Saturday, July 16, 2011

A Winter Sunset Promises A Summer Day

A mid November sunset fades across the horizon, pulling color out of the day. As the last rays of oranges and pinks surrender to the twilight, only blue is left to paint the hills. Soon enough, it too will give way to black night.

Still, for a few short, calm moments, that cold blue dominates the landscape. As it coats the forests and the fields, the houses and the highways, it reminds us all that, not only is another day giving in but so is another season. It is all too clear that the brief and brilliant colors of fall have finally turned loose. As they go, the promise of a long winter’s nap – something so perfect and planned in the economy of nature – is even closer now than it was at sunrise.

Yet, while the cold blue of a November sunset tells of chilly days ahead, we can take solace in knowing the earth is merely sleeping. It rests beneath a winter’s blanket for now, so that it can warm us under summer skies later.

Yes indeed, summer comes back. It always has. It always does. And sparkling greens and warm blues and reds and oranges and yellows and busy bees and honeysuckle and smells and sounds come with it. All are well rested.

Surely every season testifies to the fact that, sometime, somewhere in our future, there will be a land of eternal light. There will be endless days of warmth where the four-leaf clovers practically find us and the colors of the landscape are all new -- special colors the Creator has reserved for “some glad morning” in the “Sweet Bye and Bye.”

Until then, He gives us sunsets … as well as sunrises. Until then, He gives us fall, winter, spring and yes, summer. Together, they all teach us about passing times and changing seasons; about life and death, warmth and cold, sunburns and frostbites; cold mornings and warm evenings. We experience it all in our lives and in nature itself. Everyday, at dawn and dusk, God tells us that, for everything, there is a season.

So, as a mid November sunset fades across the horizon, pulling color out of the day, it should also put a promise into our heart.

The promise of glory …
The promise of tomorrow …

Bubbles in the breeze...

In just an instant, there were bubbles everywhere.

With a little help from a battery-operated bubble-making machine, my two-year old was more than capable of filling the backyard with hundreds of those shiny, sudsy spheres.

Yet the bubbles – lighter than air and with absolutely nothing to hide – found no strength in numbers, especially in the face of a late April breeze. As soon as they were created, they were pushed by the gentle winds. Many collapsed under the pressure from this unseen source, disappearing as quickly as they had arrived.

Sure, a few bubbles overachieved, and rode the breeze, at least for a while. Some of those went as far as the oak tree by the propane tank, but most hit the side of the car or were simply driven to the ground. All they left behind was a soapy sheen on the rocks; the only remnant of their existence, and one that would soon evaporate in the sun and wind.

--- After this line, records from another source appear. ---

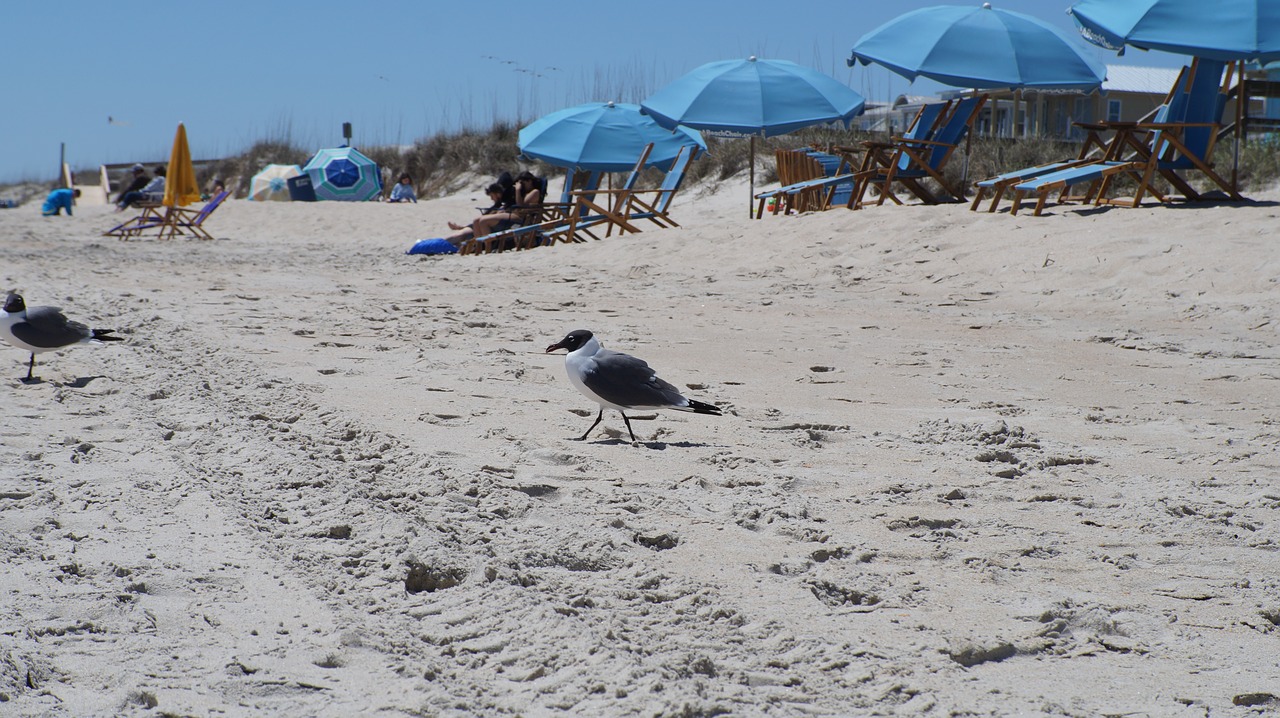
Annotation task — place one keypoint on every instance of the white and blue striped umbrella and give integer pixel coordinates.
(343, 173)
(273, 183)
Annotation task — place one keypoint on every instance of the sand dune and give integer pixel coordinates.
(969, 465)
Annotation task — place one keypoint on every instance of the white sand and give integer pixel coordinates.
(969, 465)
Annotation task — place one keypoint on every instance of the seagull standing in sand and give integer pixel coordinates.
(618, 382)
(45, 329)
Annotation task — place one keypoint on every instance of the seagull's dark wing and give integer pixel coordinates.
(48, 328)
(626, 380)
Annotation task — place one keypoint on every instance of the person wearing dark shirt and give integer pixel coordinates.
(140, 181)
(58, 201)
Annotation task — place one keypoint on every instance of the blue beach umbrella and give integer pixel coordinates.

Yet, the little blonde-haired bubble-maker remained undaunted by the fragile state of the floating spheres. She continued to fill the backyard air with bubbles and giggles. In fact, I think her knowledge of the bubbles’ fragile state even heightened her desire to create them. Bubble after bubble, smile after smile, she proudly continued on, with wide eyes and happy feet.

From my perch in a nearby lawn chair, I couldn’t help but smile as I watched her manufacturing so much of her own joy, which seemed so easy for her to do. Soon, I tried to focus in on one small part of that joy – one bubble – from its creation to its demise, against the side of my car. In all, it “lived” (for lack of a better term) for about 15 seconds.

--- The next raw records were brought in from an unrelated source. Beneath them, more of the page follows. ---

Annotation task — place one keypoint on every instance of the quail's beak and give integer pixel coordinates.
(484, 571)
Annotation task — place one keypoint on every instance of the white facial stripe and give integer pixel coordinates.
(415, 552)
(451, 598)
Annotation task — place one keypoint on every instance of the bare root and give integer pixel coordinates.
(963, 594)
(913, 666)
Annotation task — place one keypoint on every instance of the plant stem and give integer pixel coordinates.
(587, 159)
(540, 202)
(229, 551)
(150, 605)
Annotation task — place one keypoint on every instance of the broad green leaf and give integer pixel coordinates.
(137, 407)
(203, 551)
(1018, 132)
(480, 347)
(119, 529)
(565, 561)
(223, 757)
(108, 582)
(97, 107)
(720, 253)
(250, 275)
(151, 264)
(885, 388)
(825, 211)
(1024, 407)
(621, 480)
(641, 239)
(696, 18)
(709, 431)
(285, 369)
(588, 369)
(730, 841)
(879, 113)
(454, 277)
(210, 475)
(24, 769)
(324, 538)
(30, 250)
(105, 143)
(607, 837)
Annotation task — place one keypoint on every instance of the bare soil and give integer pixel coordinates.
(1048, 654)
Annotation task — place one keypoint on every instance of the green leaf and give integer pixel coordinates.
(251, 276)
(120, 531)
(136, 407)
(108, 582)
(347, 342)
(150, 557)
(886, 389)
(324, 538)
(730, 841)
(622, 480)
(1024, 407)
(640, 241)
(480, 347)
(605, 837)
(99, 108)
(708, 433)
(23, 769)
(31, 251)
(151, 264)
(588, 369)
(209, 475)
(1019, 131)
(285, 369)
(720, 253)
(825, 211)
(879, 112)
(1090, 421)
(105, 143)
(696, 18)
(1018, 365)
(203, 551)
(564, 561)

As I watched its fragile life pass before my very eyes, I was reminded of the words of Psalm 103: “The wind blows over it, and it is gone” writes the Psalmist in verse 16. “And its place remembers it no more.”

Stacked up against eternity, our earthly existence is like a bubble in the breeze. Yet, still, we ARE created. Our very existence is fashioned by a Creator who knows our frailty; a Creator who sees right through us; a Creator who made us to shine for His pleasure, and a Creator who finds great joy in His Creation. Again and again.

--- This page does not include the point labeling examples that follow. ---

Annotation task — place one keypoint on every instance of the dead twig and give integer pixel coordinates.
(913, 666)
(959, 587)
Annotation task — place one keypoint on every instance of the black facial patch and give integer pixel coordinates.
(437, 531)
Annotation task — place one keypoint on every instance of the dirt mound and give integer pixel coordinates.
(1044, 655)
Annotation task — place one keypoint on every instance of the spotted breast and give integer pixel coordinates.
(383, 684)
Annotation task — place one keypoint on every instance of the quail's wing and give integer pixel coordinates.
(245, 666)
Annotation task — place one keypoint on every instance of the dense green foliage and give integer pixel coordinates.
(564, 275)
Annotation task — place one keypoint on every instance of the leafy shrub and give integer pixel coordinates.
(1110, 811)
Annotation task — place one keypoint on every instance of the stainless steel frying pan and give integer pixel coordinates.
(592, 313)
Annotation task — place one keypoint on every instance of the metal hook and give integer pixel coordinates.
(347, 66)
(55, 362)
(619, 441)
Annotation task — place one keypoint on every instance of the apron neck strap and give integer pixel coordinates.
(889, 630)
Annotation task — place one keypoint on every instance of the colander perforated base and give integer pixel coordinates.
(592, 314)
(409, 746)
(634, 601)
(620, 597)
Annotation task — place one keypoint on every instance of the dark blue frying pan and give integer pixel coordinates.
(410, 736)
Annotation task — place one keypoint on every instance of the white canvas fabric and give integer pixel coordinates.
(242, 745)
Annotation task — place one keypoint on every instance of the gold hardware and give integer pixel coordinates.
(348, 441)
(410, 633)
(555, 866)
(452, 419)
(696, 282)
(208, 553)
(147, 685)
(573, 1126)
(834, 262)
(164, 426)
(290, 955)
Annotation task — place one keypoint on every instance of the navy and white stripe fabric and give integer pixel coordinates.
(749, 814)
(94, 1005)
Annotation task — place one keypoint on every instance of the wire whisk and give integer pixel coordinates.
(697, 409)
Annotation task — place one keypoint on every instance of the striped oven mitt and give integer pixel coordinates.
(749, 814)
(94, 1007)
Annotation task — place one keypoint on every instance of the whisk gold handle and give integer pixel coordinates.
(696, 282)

Let’s pray we find just as much joy, and value, in having been created.

The Mutt and Me

Our paths crossed early in the morning; in the middle of a shady spot on a side street. I was in my car, driving to work. He was on his four paws, sauntering across the road, headed who knows where.

For just a moment, it was easy to envy him. He was obviously setting his own pace and charting his own path. Most impressive though, he was oblivious to my presence.

On the other hand, I was running late and thus, neither my time nor my pace were really my own. As for MY path? Well, that was all too familiar. I had to steer around him, but otherwise, my car could have probably driven itself to the office.

But if there had been time, I might have stopped to pet that mutt. (And I use “mutt” in the most affectionate and accurate way possible. After all, mutts were the dogs of my youth.) If time had allowed, I might have parked the car, patted his head, pulled his ears, and engaged in a meaningful, though one-sided, conversation with a mutt, right there in the middle of a shady spot on a side street 

Unfortunately, what might have been yielded to what had to be, and we went our separate ways.

I spent that day in climate-controlled air, under artificial light. He probably spent the day in a cool, dark spot, under a porch somewhere.

Event mutts have it pretty good sometimes.